Fot. Konrad Pruszyński

Slonim is a district city in Hrodna Voblast in western Belarus with a population in excess of 50,000. It is located in the Navahrudak Upland at the mouth of the Isa River to the Shchara River, a tributary of the Neman River. 

The early mentions of Slonim are connected with Grand Prince of Kiev Yaroslav who defeated the Lithuanians in the nearby fields in the mid-11th century. In the 13th century the castle of Slonim became part of the Lithuanian territory for good. In 1532, it was granted a town charter, becoming a district town of the Navahrudak voivodship of the Grand Duchy of Lithuania. The town owes its true boom to the Ogiński Family who had owned it from the mid-18th century.
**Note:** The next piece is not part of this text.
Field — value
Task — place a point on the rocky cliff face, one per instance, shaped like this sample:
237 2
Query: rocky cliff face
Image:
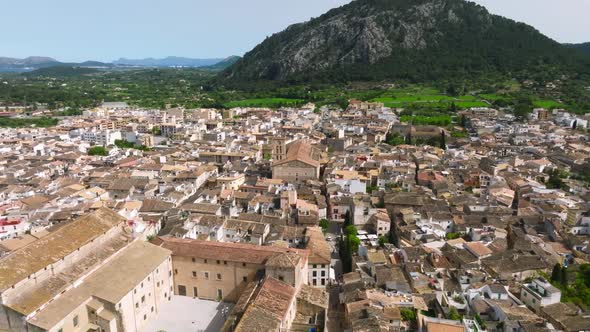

The last Grand Hetman of Lithuania, Michał Kazimierz Ogiński, who built the canal linking the Prypiat River with the Nemam River, had his residence in the town. He turned Slonim into a major cultural centre by establishing an opera house, orchestra and printing house there. During the Kościuszko Uprising in August 1794 the insurgents fought a victorious battle against Russian troops near Slonim. After the Third Partition of Poland the Slonim land became part of the Russian Empire.  In the Second Polish Republic Slonim was a district city in the Navahrudak voivodship. It was mostly inhabited by the Jews. Poles accounted for some 30% of its population. In addition, Slonim was also inhabited by Belarusians and Tartars. After the entry of Soviet troops in 1939 the city was in the area incorporated into the Soviet Union. In 1940, a major part of the Polish population was deported deep into the USSR. During the German occupation, in 1941 and 1942, there was a mass murder of a dozen or so thousand Jews in Slonim. Repressive measures extended also to the Polish population in the city (e.g., nuns Ewa Noiszewska and Marta Wołowska were executed by firing squad on Góra Pietralewicka; in 1999, they were recognized among the blessed of the Roman catholic church). Between 1945 and 1991, Slonim was part of the Belarusian SSR. Today, the Poles account for a few percent of its residents. There is the  Polish Educational Society active in the city, and the Polish minority organizes the International Polonaise Festival every year.